Three design mindsets govern this architectural design. First, interface points are narrowed and standardized, generally with a formal API. Second, important external services are treated as “black boxes”; how they do their work is immaterial. Only vetted requests and calls approved at these other layers are able or authorized to access the services at the semantic layer. And, third, we are not trying to embrace non-semantic functionality at the semantic layer. These important services — but ancillary ones from a semantic standpoint — are understood as being out of scope to the semantic requirements. This design also makes it easier to “plug” the semantic components into other enterprise stack configurations with other non-semantic services from other sources or vendors.
This design makes sense from a theoretical standpoint, but can pose problems in practice.

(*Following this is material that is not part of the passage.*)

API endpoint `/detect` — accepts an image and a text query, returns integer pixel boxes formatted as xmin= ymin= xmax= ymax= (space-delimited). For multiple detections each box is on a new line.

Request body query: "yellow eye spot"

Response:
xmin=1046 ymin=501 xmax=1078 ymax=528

The first challenge is that our OSF approach is based on RESTful Web services, in a true Web-oriented architecture. Many of the non-semantic legacy components were originally designed for formal big WS-* approaches drawn from the SOAP perspective. Though most of these existing interfaces have evolved to embrace RESTful alternatives, these interfaces are not always as well tested and complete as the original WS-* ones. This relative immaturity can pose issues with respect to completeness of parameter or function support or inadequate testing.
A second challenge, also related to a RESTful Web service perspective, is the size of payloads in both query and results set objects. Long HTTP queries with many parameter requests and large results sets can be a problem to handle, especially in the security layer. In some cases, we have had to look at ways to minimize and package (consolidate) parameter options in order to make endpoint requests more efficient.
Encoding mismatches are a further challenge. It is generally best, for example, to adhere to a standard UTF-8 encoding via all semantic component interfaces. This requires attention and coordination on both sides of the interface.
The more fundamental challenge, however, is one of mindset. Effective interfaces require effective communications of the participating vendors across the boundary. The terminology, concepts, logic and open-world approach of semantic technologies are not easily communicated to nor immediately understood by traditional practitioners. The communications must be constantly worked in order to overcome past practices and embrace the flexibilities provided by semantic technologies.
But these challenges are more one of degree and practice than anything more fundamental. As semantic components get deployed in an enterprise stack, the benefits of faceting and the underlying structure become apparent. Such awareness propels further understanding and a willingness to learn more about underlying foundations. Ultimately, with a design emphasizing a relatively few, focused interfaces, semantic components can be effectively integrated within enterprise stacks.
The more telling lesson is the understanding of the natural role that semantic technologies play within enterprise-scale systems. Semantic technologies are the natural integration framework for federating and interoperating virtually any and all non-transaction information assets of the enterprise. That places semantic technologies at the core of the enterprise stack, even if it is not terribly evident to all users. The natural role for semantic technologies for the nearest term appears to be in repositories and for content integration.